2013年の1年間だけで、列車事故により流出した原油は115万ガロン(約485万リットル)で、これは米国のそれ以前の40年間に起きた陸上輸送中の原油流出総量を上回る。さらに13年には、カナダ国内でもノースダコタからカナダに輸送中の列車事故単独で150万ガロンが流出、この事故では爆発が起きて47人が犠牲となった。
米鉄道協会によると、2013年に列車輸送された原油は40万車両分、輸送総量は115億ガロンだ。つまり99.99%の無事故率となり、協会側は「鉄道輸送は安全」との見解を示している。
しかし、1タンク当り2万8800ガロンを搭載した車両を80から100両連ねる、という輸送はこれまでの米国では未知の分野だ。2013年に11件の事故が起こり、米国のシェールオイル生産業者、連邦鉄道規制局、鉄道協会が会談を行い、より安全なタンカー車両のデザイン、列車の速度制限、レール点検などを協議した。にもかかわらず、2014年の事故は12件、15年には7月までですでに8件の事故が起きている。
問題は列車全体の重量で、わずかなレールの歪みが重大な事故につながる可能性がある。連邦鉄道規制局は「鋭意調査中」というが、「長大な貨物輸送ルートの中からレールの問題を見つけ出すのは、藁の山から針1本を探し出す困難さを伴う」ともコメントしている。
幸いにもこれまでの事故は市街地を避けた郊外で起きている。
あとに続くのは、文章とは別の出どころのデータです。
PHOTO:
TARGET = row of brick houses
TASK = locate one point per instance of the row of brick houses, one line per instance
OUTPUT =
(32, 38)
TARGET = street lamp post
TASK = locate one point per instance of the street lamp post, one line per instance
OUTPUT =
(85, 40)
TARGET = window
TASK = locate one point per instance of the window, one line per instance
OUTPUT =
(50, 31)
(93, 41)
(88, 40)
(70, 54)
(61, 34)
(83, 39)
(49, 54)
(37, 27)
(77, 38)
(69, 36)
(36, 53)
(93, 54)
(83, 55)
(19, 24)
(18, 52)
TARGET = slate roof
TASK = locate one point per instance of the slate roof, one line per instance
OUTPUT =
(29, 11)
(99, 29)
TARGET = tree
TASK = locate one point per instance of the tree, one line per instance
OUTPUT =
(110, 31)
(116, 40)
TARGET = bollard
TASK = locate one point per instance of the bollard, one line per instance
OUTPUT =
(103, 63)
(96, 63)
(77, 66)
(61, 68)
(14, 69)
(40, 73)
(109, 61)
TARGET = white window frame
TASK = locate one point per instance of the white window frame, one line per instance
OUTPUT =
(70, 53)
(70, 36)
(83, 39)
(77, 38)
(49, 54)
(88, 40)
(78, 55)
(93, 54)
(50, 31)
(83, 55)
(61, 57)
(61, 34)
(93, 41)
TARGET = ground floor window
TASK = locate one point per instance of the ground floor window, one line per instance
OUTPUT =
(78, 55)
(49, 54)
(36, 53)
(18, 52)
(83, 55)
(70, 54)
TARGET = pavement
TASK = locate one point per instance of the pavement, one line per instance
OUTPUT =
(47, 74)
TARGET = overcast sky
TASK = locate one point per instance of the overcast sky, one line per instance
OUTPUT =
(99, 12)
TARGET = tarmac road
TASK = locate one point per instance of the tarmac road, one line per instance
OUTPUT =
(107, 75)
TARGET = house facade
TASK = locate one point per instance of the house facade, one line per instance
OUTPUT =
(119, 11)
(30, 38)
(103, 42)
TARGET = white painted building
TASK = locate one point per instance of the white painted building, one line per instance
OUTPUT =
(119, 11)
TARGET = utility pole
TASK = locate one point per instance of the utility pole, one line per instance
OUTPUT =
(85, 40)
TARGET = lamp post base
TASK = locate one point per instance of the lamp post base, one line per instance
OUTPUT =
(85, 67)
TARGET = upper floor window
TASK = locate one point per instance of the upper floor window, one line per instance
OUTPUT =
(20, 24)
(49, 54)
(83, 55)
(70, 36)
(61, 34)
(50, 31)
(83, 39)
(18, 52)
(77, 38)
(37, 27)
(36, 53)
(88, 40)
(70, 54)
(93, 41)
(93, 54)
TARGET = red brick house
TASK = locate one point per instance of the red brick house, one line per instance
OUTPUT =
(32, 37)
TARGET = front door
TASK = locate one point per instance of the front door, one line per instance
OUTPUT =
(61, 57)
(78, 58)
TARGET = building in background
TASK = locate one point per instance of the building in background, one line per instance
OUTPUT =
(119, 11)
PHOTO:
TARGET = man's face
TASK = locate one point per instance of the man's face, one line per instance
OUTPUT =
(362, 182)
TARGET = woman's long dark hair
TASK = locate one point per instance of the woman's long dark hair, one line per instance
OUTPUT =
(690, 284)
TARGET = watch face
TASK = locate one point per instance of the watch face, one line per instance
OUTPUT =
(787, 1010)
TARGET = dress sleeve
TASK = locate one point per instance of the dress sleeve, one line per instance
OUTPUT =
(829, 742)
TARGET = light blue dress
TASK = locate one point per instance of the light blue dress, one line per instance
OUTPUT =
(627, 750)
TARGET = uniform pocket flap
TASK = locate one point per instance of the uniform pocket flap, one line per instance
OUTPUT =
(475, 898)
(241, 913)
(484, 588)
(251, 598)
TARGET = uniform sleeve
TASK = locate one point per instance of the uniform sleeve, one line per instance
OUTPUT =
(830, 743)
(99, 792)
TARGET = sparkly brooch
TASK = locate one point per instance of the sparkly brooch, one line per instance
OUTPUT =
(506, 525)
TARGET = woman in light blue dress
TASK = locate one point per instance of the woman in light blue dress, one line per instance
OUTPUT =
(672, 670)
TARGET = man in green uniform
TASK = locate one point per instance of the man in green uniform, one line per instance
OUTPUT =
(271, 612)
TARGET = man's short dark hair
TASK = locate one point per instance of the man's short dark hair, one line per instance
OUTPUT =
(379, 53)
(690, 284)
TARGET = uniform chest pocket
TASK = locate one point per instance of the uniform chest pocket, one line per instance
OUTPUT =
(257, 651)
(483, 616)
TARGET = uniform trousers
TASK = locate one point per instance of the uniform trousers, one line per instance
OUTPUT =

しかし、これが大都市の中で起きたら、間違いなく大惨事につながるだろう。現に、ノースダコタから東海岸への輸送列車が通過するシカゴでは、原油の列車輸送に対する反対運動が起きている。
米鉄道協会は今年に入り290億ドルを費やしてレールのアップグレードを行った。しかし老朽化した鉄道網の全てを新しくするのは数年では不可能だ。また、事故原因の中で最大のもの、と見られているのが「ワイドゲージ」問題。2本のレールの間隔が、列車重量により、特にカーブ地点で広がってしまう、というものだ。わずか7センチほど軌道が広がっただけで脱線事故につながる可能性がある。
シェールオイル、ガスは今後米国の貿易赤字解消につながる存在として期待を背負っている。それだけに、今後輸出が増えることを見込んでも安全な輸送は緊急の課題でもある。今後は鉄道規制局だけではなく、米運輸省を含めた事故解明、防止への努力が必要となりそうだ。